Elizabeth de Béthune Fine Art
Statement

I am a representational, figurative artist who makes images reflecting my physical and social environments; I pay attention to the act of perception and how it defines a subject.

My work springs from a need to look, and respond to the narrative fabric of what I see.

Very recently, I have returned to oil painting and a more unified manner of image making. Much of the work of the last two summers has been purely observed. I am also working on a series of portraits that incorporate my longstanding interest in playing with pictorial space.
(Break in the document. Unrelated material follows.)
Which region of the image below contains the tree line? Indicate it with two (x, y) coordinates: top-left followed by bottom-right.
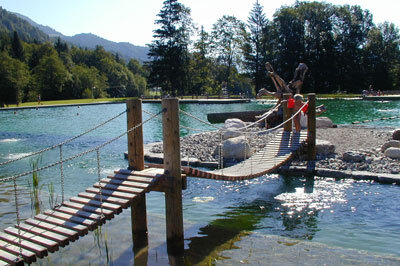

My subjects are mainly autobiographical; drawn from the people, places and events in my life. I communicate the nuances of social interaction, physical atmosphere, or sense of place that I feel, and develop an imagined space that blends the observed and the felt. To fluidly express these perceptual and narrative weavings, I combine monotype printing, collage, drawing and painting. The complex spatial reading of my multilayered surfaces dance between figure and ground.

Although trained as a painter, I have turned to monotype printing because the simultaneously painterly and graphic surface captures the play between flatness and dimension. Recently I have developed an iconography of repeated forms through stencils use, and these flat forms repeated add a new layer to the dance.

Biography

Elizabeth de Béthune is a painter who has delved deeply into printmaking processes, particularly monotype printing. She received a BA in Fine Art from Yale University in 1979, and an MFA in Painting and Drawing from SUNY Purchase in 1991. In the years between those degrees, she studied painting and drawing extensively at the New York Studio School, Brooklyn College’s MFA program, and with the painter Brenda Goodman. After receiving her MFA, she studied etching at the Manhattan Graphics Center. In the 1990’s she began incorporating monotype printmaking into her art making, and has pursued it intensively in the last decade. She has studied various methods printmaking at the Lower Eastside Printshop, Women’s Studio Workshop and the Norwalk Center for Contemporary Printmaking. She has been a printmaking fellow at the Womens' Studio Workshop (October 2003 & January 2005) and the Vermont Studio Center (January 2006). Summer 2008 Elizabeth spent at the Skidmore College for the High School Art Teachers’ Fellowship Residency. Summer 2009, She travelled to the Wildacres Retreat in Little Switzerland, North Carolina, in the heart of the Great Smoky Mountains, to learn about environmentally safe methods of working with oil paints. The summer of 2010 saw Elizabeth applying the methods she had learned about at Wildacres, making oil paintings in a variety of landscapes in New York.

Elizabeth keeps her studio at the YOHO Artist Loft at 578 Nepperhan Avenue in Yonkers, and would love to see you at the upcoming open studio on November 14th, 2010.

Elizabeth’s work has been exhibited through the tri-state area. Recent shows include group shows Blue Prints, Center for Contemporary Printmaking, Norwalk, Connecticut, Summer 2007, Windows to the Soul: Blue Door Art Association at the Yonkers Public Library, Yonkers, New York, Fall 2006, Tidal Currents: Upstream Gallery at the Yonkers Public Library, New York, 2006, as well as one and two person shows Alternated Planes, March 2006, at the Upstream Gallery in Dobbs Ferry, NY, Groups and Gatherings, May-June, 2006, at the Earlville Opera House Art Gallery in Earlville, New York, Two Rivers, November, 2005, at the Broad Street Gallery at Trinity College in Hartford, CT and Gatherings— Images of People and Groups, May 2005, at the Yonkers Riverfront Library as well as participation in YOH—An Art Event in downtown Yonkers in June 2005. She and her five artists sisters appeared in Sisters Show Art/3 as part of the Blue Door Gallery’s Downtown Yonkers Art Exhibit in June 2006.

More about Elizabeth:
Elizabeth de Béthune has been teaching art for several years. She spent over twelve years as a teaching artist working with Marquis Studios in New York City, and with both the Hudson River Museum and the Westchester Arts Council in Westchester, New York. Presently she teaches Art at the High School of American Studies at Lehman College. She has also taught Monotype Printing as an adjunct at the College of New Rochelle.